After finding out her father and his estate is in danger, Princess Emanuella saves his life by marrying Duke Cathos de Alvia, a grotesque hunchback. She actually is in love with Leonardo, his attractive younger brother. They already had an affair before the marriage, but continue secretly meeting each other. In the end, Cathos finds out about his wife's unfaithfulness and stabs both his wife and brother to death.


  • Mary Philbin as Princess Emanuella
  • Lionel Barrymore as Duke Cathos de Alvia
  • Don Alvarado as Count Leonardo de Alvia
  • Tully Marshall as Bopi
  • William Austin as Raymond of Boston
  • Eugenie Besserer as Duchess de Alvia
  • Charles Hill Mailes Duke de Granada
  • Rosemary Cooper as The Maid
  • Joyce Coad as The Little Sister
  • Production

    The film was a modernized adaption of a Francesca da Rimini opera. The settings were changed from 14th century Italy to 19th century South America. The film was directed by D. W. Griffith, whose career was in decline. He imposed a happy ending, but this idea was rejected.

    The female lead went to Mary Philbin, who was on a loan from another studio, (Universal).

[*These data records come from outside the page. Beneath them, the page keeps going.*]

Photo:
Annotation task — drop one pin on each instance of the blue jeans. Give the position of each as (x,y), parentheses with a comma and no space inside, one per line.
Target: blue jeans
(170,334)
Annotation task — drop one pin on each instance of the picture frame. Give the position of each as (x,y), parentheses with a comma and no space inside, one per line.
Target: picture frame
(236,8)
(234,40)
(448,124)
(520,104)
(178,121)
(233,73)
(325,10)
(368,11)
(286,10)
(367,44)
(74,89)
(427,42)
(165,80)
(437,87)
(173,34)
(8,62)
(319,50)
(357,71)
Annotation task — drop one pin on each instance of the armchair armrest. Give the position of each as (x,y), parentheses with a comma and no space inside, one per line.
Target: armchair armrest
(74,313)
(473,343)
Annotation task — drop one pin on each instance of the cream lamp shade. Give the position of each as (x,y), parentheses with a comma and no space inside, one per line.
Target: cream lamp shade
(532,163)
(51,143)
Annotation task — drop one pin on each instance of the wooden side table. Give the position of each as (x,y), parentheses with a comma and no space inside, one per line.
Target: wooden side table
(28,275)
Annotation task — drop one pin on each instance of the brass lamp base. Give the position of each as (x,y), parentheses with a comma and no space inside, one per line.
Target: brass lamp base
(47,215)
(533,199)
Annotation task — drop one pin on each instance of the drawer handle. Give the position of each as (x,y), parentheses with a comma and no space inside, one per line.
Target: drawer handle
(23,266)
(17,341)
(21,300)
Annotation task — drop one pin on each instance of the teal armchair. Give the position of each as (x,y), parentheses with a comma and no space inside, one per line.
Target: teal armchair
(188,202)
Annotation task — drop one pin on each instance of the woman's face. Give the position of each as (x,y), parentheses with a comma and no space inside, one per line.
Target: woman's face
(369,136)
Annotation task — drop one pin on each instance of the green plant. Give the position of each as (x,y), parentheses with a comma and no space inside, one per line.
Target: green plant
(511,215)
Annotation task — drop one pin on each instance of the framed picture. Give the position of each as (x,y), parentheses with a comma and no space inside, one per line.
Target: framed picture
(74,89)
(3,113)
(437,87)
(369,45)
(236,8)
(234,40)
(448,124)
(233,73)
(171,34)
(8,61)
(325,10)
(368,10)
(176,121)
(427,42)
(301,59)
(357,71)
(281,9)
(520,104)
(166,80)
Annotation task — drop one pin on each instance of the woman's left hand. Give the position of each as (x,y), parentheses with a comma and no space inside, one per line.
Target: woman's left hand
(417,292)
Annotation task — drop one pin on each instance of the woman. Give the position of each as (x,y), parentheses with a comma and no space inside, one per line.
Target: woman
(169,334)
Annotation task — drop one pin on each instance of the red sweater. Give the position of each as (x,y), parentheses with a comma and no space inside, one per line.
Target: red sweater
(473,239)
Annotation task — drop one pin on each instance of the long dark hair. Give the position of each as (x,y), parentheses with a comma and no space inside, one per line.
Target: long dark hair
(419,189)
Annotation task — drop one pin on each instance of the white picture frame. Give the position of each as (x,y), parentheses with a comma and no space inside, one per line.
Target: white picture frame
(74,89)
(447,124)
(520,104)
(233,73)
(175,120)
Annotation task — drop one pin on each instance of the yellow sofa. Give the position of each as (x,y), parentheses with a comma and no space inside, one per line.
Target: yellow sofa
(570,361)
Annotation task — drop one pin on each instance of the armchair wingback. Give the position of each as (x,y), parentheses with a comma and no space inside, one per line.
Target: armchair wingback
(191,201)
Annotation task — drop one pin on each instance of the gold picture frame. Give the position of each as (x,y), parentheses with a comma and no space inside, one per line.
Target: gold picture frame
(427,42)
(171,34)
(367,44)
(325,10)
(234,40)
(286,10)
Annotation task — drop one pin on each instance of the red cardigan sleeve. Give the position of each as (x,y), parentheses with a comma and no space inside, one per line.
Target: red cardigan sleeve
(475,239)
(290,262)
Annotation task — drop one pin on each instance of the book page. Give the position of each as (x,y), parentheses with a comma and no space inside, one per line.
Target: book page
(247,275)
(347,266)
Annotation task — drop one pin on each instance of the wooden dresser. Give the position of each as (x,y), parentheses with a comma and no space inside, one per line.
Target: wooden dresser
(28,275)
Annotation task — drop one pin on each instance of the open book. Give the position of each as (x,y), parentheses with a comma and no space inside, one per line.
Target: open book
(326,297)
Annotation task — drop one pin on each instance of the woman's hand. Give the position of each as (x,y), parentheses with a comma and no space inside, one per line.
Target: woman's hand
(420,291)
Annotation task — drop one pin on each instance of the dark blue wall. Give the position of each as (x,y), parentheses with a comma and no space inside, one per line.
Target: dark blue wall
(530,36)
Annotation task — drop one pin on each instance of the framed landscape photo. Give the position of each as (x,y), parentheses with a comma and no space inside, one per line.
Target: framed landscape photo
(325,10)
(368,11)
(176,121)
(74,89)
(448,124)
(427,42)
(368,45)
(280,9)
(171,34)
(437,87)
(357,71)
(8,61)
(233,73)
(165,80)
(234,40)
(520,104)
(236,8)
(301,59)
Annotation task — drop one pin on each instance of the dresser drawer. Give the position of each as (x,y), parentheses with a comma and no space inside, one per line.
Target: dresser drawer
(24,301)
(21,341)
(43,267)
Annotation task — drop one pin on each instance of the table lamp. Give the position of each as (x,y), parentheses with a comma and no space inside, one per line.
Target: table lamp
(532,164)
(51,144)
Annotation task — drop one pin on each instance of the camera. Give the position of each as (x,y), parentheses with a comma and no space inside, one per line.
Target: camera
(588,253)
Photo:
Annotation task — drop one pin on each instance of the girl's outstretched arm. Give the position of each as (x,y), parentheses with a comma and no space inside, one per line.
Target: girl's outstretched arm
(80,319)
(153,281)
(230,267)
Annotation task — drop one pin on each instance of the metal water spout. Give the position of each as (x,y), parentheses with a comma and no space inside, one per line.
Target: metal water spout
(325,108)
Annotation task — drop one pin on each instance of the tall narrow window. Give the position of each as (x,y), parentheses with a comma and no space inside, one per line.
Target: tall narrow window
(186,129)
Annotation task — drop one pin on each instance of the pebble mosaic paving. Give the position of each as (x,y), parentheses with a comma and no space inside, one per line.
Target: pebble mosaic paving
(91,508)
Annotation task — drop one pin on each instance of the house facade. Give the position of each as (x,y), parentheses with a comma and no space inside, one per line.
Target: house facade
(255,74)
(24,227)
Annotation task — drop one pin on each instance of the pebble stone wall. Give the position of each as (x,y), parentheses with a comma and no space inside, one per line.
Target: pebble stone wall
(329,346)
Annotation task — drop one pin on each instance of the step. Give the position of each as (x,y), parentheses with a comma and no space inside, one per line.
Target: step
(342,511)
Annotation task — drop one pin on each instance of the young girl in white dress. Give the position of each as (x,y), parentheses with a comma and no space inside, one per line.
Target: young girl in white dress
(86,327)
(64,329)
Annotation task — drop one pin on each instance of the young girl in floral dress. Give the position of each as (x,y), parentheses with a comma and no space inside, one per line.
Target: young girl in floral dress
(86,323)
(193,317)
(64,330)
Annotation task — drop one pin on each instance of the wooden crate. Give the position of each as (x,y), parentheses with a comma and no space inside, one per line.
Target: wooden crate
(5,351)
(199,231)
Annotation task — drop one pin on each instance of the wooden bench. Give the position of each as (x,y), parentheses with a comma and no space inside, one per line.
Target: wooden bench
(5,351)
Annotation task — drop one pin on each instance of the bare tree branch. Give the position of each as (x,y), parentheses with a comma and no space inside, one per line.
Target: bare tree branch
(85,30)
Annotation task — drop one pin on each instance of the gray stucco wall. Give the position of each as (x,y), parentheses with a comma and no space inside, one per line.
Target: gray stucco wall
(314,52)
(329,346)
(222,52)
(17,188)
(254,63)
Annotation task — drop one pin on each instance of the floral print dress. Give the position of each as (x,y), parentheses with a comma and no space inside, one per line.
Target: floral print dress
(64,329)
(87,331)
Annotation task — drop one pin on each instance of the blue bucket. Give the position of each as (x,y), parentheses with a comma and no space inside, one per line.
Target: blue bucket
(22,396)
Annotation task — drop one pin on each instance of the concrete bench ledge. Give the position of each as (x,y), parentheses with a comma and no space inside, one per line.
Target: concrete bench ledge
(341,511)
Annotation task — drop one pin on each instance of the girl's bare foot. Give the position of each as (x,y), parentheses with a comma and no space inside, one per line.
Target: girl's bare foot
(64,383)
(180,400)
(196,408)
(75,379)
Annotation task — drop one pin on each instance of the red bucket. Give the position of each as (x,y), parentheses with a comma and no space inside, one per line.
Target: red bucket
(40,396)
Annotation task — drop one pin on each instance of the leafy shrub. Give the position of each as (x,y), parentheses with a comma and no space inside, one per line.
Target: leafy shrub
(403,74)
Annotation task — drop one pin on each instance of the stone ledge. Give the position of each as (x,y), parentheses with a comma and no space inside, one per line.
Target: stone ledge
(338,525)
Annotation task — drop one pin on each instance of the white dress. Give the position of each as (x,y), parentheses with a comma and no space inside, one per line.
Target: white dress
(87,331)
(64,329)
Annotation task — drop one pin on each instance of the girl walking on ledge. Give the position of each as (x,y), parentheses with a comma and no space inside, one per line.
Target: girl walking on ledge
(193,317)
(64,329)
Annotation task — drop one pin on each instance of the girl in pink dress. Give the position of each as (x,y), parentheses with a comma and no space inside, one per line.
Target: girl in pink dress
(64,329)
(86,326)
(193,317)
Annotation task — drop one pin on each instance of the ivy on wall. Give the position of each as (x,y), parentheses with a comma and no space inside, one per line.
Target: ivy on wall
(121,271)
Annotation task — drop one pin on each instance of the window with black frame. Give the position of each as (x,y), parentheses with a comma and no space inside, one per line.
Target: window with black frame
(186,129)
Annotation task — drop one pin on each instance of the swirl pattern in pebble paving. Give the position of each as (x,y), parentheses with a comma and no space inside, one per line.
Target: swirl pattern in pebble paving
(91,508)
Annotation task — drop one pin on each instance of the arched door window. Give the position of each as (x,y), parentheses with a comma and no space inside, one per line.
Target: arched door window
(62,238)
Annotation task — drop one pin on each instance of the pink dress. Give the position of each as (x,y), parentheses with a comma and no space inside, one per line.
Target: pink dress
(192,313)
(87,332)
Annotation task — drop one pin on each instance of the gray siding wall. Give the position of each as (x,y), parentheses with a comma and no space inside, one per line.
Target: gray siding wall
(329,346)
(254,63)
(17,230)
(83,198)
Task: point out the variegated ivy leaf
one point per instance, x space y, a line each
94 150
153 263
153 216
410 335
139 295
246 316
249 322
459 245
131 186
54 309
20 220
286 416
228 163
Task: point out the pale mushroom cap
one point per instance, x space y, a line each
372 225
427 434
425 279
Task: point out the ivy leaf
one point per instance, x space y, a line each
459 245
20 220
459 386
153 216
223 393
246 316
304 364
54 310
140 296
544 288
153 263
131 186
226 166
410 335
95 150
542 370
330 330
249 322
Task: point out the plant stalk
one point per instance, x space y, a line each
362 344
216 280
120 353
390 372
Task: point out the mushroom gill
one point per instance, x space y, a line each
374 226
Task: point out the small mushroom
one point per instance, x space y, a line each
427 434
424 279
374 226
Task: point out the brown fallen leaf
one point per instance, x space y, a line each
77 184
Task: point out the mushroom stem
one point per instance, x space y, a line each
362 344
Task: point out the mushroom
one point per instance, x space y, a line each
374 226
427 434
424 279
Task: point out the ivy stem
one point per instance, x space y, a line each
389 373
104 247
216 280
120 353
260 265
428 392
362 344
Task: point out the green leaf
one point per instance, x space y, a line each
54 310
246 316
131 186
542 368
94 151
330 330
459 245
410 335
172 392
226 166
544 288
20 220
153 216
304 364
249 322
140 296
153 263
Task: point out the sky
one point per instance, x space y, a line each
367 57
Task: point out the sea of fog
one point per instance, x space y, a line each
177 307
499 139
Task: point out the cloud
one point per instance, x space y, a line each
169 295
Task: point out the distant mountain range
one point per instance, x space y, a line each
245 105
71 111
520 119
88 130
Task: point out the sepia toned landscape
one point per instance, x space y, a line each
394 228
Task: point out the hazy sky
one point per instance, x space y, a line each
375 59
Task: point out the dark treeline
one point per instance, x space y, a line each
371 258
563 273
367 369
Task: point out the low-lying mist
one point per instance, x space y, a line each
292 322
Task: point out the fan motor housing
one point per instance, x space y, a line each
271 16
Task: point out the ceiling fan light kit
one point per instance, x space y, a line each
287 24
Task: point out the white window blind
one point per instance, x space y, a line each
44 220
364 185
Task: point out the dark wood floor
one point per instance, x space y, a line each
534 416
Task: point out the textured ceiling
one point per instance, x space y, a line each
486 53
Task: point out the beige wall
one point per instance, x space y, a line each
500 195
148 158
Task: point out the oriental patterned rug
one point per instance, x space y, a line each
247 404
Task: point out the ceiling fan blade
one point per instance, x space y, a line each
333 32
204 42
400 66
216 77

Cinematographer Karl Struss was especially impressed with the actress and tested her two weeks for different wigs. Philbin later called working with Griffith like a 'dream come true'.


    The film was received as one of D. W. Griffith's weakest. Critics agreed that Griffith did not know how to handle the film's theme and story the way Tod Browning could have. Both the critics and the audience agreed that the poor reception was mainly due to the ending.